Il peggior rischio di qualsiasi analisi preventiva è di dividere ulteriormente la gente; il pericolo, nell'analisi della violenza, è quindi nel quadro troppo estesoO, almeno, nel fatto che il quadro sia percepito come tale.

(...) Quando l'autore Sam Harris ha tentato di focalizzare il ruolo della teologia nelle sette violente è stato bollato come demagogo frusta-musulmani (…); ma dopo una sparatoria è altrettanto difficile parlare di prevenzione in termini di salute mentale: essendo la malattia mentale già stigmatizzata è complicato menzionarla nei dibattiti sulla violenza. La condizione di emarginazione delle persone affette da disagio mentale, così come quella degli americani non-cristiani, compromette in partenza qualsiasi discussione.
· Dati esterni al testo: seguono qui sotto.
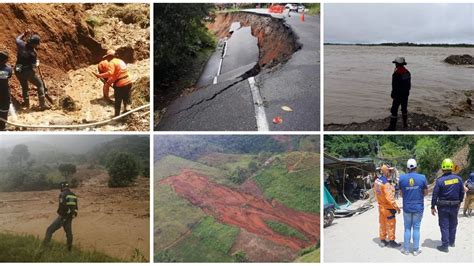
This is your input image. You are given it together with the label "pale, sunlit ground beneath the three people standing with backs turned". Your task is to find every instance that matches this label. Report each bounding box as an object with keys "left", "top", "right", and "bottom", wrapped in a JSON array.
[{"left": 324, "top": 196, "right": 474, "bottom": 263}]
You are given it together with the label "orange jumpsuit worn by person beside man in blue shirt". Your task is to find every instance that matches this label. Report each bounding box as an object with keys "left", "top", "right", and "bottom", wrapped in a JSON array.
[{"left": 374, "top": 176, "right": 400, "bottom": 241}]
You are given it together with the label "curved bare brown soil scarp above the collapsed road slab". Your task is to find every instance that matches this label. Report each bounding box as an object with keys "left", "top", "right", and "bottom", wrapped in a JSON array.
[{"left": 207, "top": 12, "right": 300, "bottom": 67}]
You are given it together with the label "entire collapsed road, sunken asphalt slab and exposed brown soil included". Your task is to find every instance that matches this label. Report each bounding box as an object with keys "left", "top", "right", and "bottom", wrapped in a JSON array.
[{"left": 156, "top": 9, "right": 320, "bottom": 131}]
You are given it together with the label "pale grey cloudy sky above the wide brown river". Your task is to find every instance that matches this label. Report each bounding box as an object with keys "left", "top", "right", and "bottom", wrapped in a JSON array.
[{"left": 323, "top": 3, "right": 474, "bottom": 44}]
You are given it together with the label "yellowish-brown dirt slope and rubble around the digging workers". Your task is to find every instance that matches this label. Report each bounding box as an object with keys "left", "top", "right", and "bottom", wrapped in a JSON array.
[{"left": 0, "top": 4, "right": 150, "bottom": 131}]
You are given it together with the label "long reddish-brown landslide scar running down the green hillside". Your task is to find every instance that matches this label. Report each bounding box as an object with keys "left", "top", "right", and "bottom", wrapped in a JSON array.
[{"left": 160, "top": 170, "right": 320, "bottom": 250}]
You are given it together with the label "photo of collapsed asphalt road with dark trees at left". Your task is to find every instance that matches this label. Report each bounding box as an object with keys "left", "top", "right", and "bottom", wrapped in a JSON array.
[{"left": 154, "top": 3, "right": 320, "bottom": 131}]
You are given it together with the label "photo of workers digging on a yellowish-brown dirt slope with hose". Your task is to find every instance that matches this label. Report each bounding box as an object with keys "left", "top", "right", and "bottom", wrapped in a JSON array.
[{"left": 0, "top": 3, "right": 151, "bottom": 131}]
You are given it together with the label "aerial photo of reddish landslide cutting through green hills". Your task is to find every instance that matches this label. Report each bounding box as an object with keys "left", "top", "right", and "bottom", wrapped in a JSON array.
[{"left": 154, "top": 135, "right": 320, "bottom": 263}]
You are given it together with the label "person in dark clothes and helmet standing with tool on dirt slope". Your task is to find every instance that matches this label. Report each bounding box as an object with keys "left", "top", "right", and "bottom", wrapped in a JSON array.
[{"left": 15, "top": 30, "right": 50, "bottom": 111}]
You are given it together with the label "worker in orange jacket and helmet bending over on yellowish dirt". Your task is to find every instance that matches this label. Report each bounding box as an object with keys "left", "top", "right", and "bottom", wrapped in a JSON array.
[{"left": 95, "top": 50, "right": 133, "bottom": 116}]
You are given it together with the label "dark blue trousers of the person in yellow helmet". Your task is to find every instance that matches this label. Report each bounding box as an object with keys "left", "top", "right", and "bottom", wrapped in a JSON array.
[{"left": 438, "top": 206, "right": 459, "bottom": 247}]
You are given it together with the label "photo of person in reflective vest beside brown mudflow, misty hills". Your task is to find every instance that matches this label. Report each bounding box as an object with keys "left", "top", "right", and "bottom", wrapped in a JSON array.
[{"left": 0, "top": 135, "right": 150, "bottom": 262}]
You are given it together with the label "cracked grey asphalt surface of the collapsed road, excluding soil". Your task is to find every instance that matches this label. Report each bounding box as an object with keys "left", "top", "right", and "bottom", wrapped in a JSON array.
[{"left": 157, "top": 9, "right": 320, "bottom": 131}]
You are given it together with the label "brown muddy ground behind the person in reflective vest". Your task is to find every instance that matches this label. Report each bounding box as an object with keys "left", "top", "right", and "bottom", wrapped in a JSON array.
[{"left": 0, "top": 169, "right": 150, "bottom": 260}]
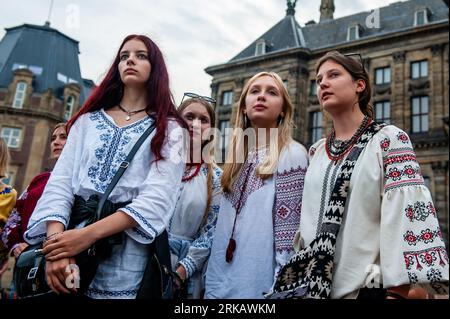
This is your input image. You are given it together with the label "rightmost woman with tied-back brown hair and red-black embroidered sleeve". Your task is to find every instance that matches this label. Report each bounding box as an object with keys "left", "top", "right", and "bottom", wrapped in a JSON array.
[{"left": 296, "top": 51, "right": 449, "bottom": 298}]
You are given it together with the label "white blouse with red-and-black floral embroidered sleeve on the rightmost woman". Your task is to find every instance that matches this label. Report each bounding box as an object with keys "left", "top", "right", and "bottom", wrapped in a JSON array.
[{"left": 297, "top": 125, "right": 449, "bottom": 298}]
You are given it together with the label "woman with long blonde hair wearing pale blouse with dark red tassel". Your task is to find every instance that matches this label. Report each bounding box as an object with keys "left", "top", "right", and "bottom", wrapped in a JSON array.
[{"left": 205, "top": 72, "right": 307, "bottom": 298}]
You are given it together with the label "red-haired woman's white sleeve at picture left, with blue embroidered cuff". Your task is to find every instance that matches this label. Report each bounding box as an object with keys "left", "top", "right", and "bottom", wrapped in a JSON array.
[{"left": 24, "top": 117, "right": 84, "bottom": 244}]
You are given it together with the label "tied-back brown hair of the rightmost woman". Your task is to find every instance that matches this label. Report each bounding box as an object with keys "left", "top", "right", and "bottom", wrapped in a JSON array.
[{"left": 316, "top": 51, "right": 373, "bottom": 118}]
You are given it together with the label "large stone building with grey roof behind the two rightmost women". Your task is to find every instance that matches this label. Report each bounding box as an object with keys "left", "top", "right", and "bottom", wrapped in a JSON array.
[{"left": 205, "top": 0, "right": 449, "bottom": 247}]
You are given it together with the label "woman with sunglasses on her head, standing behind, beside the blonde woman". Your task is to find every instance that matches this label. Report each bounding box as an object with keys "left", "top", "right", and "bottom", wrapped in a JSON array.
[{"left": 169, "top": 95, "right": 222, "bottom": 298}]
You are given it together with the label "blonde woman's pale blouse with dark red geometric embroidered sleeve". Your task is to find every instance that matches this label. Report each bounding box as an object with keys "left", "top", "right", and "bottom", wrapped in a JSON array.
[{"left": 205, "top": 142, "right": 308, "bottom": 299}]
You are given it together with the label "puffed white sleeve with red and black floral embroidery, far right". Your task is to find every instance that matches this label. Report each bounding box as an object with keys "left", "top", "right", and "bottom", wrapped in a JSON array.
[{"left": 380, "top": 126, "right": 449, "bottom": 294}]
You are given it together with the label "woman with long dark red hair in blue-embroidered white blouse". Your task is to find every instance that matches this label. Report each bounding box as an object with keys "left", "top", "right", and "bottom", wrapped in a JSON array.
[{"left": 25, "top": 35, "right": 184, "bottom": 298}]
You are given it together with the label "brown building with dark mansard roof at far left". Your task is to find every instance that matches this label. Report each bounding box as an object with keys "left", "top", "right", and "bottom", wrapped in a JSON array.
[{"left": 0, "top": 23, "right": 94, "bottom": 192}]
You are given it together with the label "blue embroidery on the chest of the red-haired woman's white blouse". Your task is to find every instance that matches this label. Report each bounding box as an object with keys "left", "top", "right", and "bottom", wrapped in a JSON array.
[{"left": 88, "top": 111, "right": 152, "bottom": 193}]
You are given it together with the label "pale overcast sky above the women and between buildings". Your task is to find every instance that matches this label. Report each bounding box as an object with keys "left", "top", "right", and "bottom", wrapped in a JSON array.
[{"left": 0, "top": 0, "right": 397, "bottom": 103}]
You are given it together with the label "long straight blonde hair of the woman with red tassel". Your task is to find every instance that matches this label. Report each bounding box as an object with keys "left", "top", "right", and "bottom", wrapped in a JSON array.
[{"left": 221, "top": 72, "right": 294, "bottom": 193}]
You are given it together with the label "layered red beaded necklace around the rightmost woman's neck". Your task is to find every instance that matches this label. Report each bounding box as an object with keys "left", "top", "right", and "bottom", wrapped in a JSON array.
[{"left": 325, "top": 115, "right": 373, "bottom": 163}]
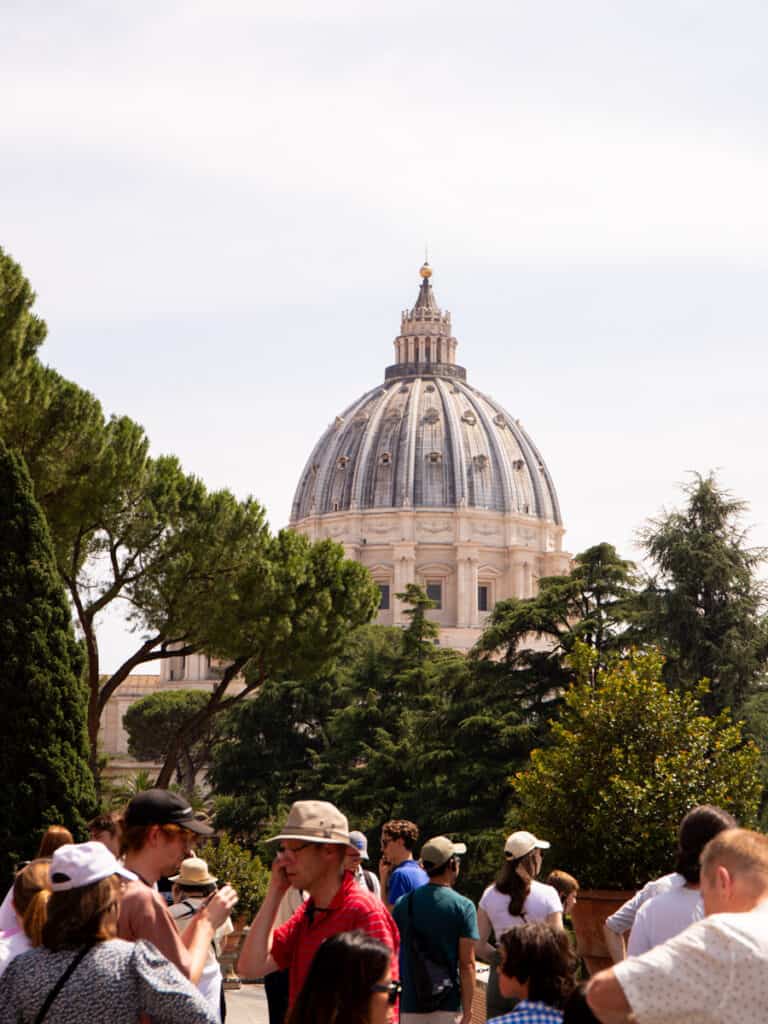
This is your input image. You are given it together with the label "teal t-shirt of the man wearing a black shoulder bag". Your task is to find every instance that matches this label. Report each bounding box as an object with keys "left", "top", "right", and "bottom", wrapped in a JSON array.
[{"left": 392, "top": 884, "right": 479, "bottom": 1014}]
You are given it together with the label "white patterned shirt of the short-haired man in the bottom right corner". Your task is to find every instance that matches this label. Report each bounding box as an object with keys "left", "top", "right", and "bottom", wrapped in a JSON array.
[{"left": 613, "top": 904, "right": 768, "bottom": 1024}]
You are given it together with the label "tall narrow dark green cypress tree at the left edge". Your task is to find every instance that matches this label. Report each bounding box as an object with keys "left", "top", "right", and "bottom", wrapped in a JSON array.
[{"left": 0, "top": 441, "right": 95, "bottom": 877}]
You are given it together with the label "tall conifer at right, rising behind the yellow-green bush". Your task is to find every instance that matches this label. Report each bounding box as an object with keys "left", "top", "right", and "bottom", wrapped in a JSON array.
[{"left": 640, "top": 474, "right": 768, "bottom": 714}]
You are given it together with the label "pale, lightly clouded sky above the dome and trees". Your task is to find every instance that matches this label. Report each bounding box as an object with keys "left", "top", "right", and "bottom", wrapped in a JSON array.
[{"left": 0, "top": 0, "right": 768, "bottom": 669}]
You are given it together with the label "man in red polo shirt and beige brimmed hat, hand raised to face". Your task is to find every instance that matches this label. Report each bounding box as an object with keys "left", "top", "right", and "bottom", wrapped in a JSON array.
[{"left": 238, "top": 800, "right": 399, "bottom": 1006}]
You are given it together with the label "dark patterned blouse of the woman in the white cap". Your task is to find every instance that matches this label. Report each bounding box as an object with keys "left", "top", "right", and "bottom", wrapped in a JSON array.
[{"left": 0, "top": 939, "right": 217, "bottom": 1024}]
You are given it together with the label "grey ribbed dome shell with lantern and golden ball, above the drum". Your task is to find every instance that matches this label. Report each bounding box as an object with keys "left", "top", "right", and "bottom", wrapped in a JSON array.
[{"left": 291, "top": 264, "right": 561, "bottom": 524}]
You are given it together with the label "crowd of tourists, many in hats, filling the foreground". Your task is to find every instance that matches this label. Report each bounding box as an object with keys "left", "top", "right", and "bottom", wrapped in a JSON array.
[{"left": 0, "top": 790, "right": 768, "bottom": 1024}]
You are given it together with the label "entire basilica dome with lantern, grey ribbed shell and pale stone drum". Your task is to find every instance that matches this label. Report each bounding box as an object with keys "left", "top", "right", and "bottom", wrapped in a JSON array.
[{"left": 291, "top": 264, "right": 569, "bottom": 649}]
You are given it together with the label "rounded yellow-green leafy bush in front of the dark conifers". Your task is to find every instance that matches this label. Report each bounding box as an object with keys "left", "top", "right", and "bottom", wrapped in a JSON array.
[{"left": 510, "top": 646, "right": 761, "bottom": 889}]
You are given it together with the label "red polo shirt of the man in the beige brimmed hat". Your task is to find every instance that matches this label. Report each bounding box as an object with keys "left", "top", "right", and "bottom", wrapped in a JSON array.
[{"left": 271, "top": 871, "right": 400, "bottom": 1006}]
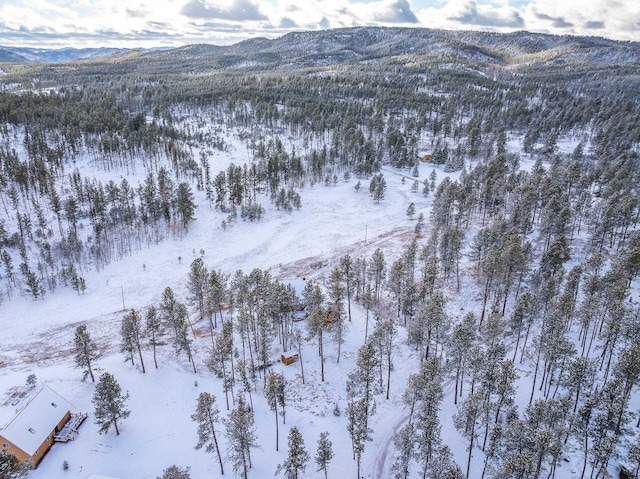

In confronto, intervenire sulla mascolinità è semplice. Gli uomini non sono il genere discriminato e ciò che chiamiamo mascolinità è soggetta a molte variabili; in gran parte malleabile, per molti versi si può o non si può insegnare. Se qualcuno sembra condannare la mascolinità in generale (e Marcotte chiarisce  esplicitamente che non è il suo caso), allora la discussione regredisce. Ma l'idea di mascolinità tossica, criticamente, non è un atto d'accusa radicale degli uomini o del genere. E solo l’ammissione che la mascolinità può essere tossica, a volte.
La tossicità di qualsiasi cosa è sempre e solo una questione di contesto; e il contesto odierno è quello in cui una pericolosa setta militante sta cercando di radicalizzare le persone influenzabili nel paese più abbondantemente provvisto di armi del mondo. Il contesto di oggi è che, in cima a tutto questo, ci sono uomini traboccanti di insicurezza da cui ci si attende che si esprimano solo in certe ristrette modalità.
Nessuna causa è l’unica, e ogni incremento avviene un po’ per volta: prevenire l'abuso di armi da fuoco non sembra immediatamente politicamente realistico; le divisioni create dalle religioni persisteranno; nessun sistema sarà presto in grado di fornire un’assistenza completa alla salute mentale. L'arbitrarietà e la pervasività della mascolinità, invece, rendono questo strumento particolarmente efficace su scala personale, di giorno in giorno, minuto per minuto. [testi in rosso tratti dal pezzo di Hamlin che trovate qui].

La conclusione è che la mascolinità tossica è precisamente il terreno più importante, ma anche il più efficace, su cui è necessario intervenire. E invece non si fa un bel niente. Cosa aspettiamo? L'intera cultura occidentale si fonda sullo stupro!


Addirittura i dibattiti a Montecitorio si svolgono sotto a una scena di violenza misogina e stupro (il fregio del Sartorio che celebra il ratto delle Sabine), da sempre interpretata non come abominio, ma come atto epico fondativo. Ancor oggi nelle scuole tutta questa violenza viene presentata acriticamente, come fatto, appunto, fondativo (come in effetti è)! E nessuno si sogna di metterla in discussione. Cosa aspettiamo?? saremo sempre indietro,  di certo in ritardo sui seminatori di odio.

Ben conoscono, invece, il valore di questo tema i reclutatori dell'orrore, che comprano emarginati con le promesse di schiave sessuali, la moneta più ambita dall'uomo debole: il dominio sulle donne.